Sylvie Brigot is the executive director of the Nobel Prize-winning International Campaign to Ban Landmines (ICBL). From Ottawa, she spoke to English to Africa reporter Joe De Capua about the effect of the treaty:
“I think it has been very successful. We started this more than 10 years ago, in 1992, calling for a total ban on landmines. We today have a convention banning this weapon. One hundred forty-nine states are parties to this convention.”
The treaty bans the use, stockpiling, production and transfer of anti-personnel landmines. It also calls on states to destroy mines already in the ground and care for those who’ve been maimed by the weapons.
The ICBL has “condemned the governments of Burma, Nepal and Russia for continuing to use anti-personnel mines.” It’s also expressing concern about possible US production of a new anti-personnel system called Spider, which could be used in a way similar to landmines.
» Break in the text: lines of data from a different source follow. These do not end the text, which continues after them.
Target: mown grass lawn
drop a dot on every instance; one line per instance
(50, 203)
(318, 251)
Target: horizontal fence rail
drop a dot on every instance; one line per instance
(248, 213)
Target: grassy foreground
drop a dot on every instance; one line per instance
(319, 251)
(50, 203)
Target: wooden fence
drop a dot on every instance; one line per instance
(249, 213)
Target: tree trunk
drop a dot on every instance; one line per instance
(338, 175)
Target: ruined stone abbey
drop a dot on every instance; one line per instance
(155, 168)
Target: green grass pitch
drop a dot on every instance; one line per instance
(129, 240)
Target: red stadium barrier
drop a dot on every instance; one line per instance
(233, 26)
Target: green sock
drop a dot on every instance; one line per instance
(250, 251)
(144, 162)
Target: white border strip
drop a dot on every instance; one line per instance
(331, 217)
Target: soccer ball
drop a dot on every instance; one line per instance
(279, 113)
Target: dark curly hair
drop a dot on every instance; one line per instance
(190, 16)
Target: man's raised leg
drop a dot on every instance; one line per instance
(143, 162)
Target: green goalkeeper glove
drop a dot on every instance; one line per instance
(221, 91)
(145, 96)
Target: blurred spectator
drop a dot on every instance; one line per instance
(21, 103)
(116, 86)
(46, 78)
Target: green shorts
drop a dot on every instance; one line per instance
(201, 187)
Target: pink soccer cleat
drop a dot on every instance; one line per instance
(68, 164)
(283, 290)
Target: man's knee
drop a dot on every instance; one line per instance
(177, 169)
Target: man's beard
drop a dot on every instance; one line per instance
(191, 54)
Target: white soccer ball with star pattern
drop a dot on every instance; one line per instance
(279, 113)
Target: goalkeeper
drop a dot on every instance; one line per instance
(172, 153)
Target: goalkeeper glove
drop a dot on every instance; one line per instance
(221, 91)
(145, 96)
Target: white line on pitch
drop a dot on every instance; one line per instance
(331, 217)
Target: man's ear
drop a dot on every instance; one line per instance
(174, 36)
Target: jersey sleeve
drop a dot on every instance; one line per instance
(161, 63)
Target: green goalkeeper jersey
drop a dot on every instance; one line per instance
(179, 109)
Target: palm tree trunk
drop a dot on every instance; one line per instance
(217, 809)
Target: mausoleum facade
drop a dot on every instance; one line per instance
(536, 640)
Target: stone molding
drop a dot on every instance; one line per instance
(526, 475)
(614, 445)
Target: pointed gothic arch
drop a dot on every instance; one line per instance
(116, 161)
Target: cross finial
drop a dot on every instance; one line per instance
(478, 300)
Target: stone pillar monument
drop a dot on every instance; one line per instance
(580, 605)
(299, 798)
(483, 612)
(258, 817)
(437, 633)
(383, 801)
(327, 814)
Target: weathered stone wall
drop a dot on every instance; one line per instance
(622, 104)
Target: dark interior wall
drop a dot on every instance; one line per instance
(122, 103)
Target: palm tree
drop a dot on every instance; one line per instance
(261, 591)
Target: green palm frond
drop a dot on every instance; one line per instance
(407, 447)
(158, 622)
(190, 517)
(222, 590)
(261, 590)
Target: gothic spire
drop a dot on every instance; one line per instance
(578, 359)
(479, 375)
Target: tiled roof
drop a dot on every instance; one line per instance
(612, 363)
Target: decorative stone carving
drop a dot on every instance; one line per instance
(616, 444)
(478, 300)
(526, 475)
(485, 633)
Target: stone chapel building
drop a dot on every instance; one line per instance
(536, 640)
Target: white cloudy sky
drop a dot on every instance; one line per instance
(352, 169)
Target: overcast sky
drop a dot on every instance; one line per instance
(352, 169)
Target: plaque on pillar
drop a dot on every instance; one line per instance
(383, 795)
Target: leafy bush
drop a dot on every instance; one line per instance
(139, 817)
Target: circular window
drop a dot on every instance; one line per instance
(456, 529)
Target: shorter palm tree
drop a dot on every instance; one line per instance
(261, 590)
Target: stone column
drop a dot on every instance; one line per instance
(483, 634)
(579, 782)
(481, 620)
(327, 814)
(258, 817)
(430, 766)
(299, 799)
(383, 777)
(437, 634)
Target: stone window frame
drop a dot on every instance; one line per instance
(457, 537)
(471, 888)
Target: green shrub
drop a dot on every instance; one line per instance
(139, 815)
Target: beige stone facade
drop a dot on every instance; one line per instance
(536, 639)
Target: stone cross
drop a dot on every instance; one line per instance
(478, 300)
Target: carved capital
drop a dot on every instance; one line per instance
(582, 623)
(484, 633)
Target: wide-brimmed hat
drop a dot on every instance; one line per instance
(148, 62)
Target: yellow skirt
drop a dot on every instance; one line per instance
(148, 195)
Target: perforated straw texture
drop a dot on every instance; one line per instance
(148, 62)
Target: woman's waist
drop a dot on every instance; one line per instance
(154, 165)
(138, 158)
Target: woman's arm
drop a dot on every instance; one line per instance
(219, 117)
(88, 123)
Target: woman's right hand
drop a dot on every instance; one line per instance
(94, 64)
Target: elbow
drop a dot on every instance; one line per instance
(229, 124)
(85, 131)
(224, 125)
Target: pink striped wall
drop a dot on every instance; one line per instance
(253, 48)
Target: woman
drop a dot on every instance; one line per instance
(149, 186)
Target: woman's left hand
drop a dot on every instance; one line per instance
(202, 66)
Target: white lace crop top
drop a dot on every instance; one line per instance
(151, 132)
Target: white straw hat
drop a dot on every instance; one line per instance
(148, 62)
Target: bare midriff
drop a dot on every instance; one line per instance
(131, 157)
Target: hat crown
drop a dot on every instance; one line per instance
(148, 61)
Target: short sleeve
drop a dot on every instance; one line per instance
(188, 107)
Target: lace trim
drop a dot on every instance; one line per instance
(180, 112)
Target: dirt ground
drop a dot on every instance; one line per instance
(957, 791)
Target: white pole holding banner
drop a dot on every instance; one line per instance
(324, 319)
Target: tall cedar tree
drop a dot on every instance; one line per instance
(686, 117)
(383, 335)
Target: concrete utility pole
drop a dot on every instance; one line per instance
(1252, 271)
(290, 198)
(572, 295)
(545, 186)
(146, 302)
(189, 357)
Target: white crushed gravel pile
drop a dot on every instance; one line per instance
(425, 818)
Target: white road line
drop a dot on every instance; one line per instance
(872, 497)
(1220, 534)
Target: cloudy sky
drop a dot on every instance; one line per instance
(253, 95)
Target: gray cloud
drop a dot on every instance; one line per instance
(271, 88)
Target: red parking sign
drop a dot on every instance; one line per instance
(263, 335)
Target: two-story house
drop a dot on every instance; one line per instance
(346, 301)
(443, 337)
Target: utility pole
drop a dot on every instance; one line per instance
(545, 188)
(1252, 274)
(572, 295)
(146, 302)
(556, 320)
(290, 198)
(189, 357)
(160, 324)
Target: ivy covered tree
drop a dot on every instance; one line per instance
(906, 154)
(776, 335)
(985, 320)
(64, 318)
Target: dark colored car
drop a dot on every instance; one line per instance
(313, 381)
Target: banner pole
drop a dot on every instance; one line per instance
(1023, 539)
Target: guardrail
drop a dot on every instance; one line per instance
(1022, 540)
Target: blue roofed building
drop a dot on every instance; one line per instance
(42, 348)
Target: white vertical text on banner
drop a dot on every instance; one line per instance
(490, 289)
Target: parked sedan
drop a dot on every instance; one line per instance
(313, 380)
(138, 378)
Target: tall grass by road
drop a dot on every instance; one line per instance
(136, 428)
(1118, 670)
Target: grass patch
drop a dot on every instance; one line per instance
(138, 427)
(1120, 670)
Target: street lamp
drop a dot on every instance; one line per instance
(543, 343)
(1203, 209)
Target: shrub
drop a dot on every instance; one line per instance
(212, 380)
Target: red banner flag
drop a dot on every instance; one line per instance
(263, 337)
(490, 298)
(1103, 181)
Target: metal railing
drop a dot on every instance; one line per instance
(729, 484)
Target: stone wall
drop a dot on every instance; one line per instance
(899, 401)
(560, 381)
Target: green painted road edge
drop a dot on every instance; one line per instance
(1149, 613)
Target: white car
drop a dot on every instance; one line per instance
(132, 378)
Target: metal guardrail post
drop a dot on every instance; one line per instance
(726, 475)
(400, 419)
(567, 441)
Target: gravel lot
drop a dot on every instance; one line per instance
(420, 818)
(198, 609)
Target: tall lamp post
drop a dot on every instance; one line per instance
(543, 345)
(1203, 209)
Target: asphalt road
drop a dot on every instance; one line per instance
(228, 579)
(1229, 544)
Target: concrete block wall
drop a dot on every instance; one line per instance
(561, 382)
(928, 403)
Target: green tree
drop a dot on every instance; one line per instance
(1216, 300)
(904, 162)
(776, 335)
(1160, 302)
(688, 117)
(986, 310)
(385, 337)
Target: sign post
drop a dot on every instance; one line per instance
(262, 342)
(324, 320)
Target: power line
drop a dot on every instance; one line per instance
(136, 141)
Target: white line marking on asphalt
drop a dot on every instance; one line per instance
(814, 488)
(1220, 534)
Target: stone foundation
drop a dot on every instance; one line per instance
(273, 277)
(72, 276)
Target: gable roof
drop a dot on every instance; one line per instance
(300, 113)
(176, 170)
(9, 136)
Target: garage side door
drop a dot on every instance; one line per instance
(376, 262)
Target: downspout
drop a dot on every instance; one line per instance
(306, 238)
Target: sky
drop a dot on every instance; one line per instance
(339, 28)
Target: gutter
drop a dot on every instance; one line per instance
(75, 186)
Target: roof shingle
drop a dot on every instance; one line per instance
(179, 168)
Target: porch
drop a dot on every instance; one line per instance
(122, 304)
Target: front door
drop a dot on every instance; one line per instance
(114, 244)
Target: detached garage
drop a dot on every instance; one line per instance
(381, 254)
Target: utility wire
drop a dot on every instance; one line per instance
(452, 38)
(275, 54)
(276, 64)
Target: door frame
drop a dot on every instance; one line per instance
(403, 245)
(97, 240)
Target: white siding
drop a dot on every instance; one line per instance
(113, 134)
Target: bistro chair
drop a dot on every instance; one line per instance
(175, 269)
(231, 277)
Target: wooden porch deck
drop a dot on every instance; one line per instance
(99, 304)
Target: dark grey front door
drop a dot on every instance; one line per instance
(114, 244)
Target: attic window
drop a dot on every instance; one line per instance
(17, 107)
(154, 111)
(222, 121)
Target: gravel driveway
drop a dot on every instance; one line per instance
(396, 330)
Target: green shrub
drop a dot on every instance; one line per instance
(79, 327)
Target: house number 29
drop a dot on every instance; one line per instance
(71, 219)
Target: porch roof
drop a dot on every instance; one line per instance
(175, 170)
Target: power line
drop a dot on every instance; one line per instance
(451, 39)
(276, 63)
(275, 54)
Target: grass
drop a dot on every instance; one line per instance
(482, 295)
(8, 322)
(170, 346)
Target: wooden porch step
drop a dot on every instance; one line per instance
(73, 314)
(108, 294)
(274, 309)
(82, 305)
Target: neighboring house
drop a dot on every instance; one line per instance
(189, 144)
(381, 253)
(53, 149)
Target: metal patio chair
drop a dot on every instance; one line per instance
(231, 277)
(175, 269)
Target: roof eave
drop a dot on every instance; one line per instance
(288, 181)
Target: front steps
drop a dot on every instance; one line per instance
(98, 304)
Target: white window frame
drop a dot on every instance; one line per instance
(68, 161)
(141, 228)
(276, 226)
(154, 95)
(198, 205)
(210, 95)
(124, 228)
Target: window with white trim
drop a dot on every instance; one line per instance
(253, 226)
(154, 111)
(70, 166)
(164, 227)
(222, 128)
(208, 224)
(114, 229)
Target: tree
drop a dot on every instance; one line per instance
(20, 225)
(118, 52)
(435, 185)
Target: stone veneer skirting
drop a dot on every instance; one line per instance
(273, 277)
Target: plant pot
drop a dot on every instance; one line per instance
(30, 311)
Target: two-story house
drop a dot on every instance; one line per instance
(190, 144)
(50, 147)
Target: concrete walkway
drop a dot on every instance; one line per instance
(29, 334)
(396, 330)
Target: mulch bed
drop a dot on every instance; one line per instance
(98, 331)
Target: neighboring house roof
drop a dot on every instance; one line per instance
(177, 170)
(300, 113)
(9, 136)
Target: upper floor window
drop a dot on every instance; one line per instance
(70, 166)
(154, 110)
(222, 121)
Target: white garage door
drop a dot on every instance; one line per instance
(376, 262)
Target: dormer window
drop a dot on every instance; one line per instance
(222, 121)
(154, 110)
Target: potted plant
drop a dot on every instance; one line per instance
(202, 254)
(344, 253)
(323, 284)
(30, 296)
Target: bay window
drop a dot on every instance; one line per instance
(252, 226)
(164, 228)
Brigot says, however, the ICBL has learned the US Congress has currently delayed action on the weapons system until it has more information.
China, Cuba, India, Iran, North Korea, Pakistan, Singapore and Vietnam continue to produce landmines. “These are the ones still producing the weapons,” says Brigot, “but at the same time some of them have already adopted national implementation measures to stop the export of anti-personnel mines.”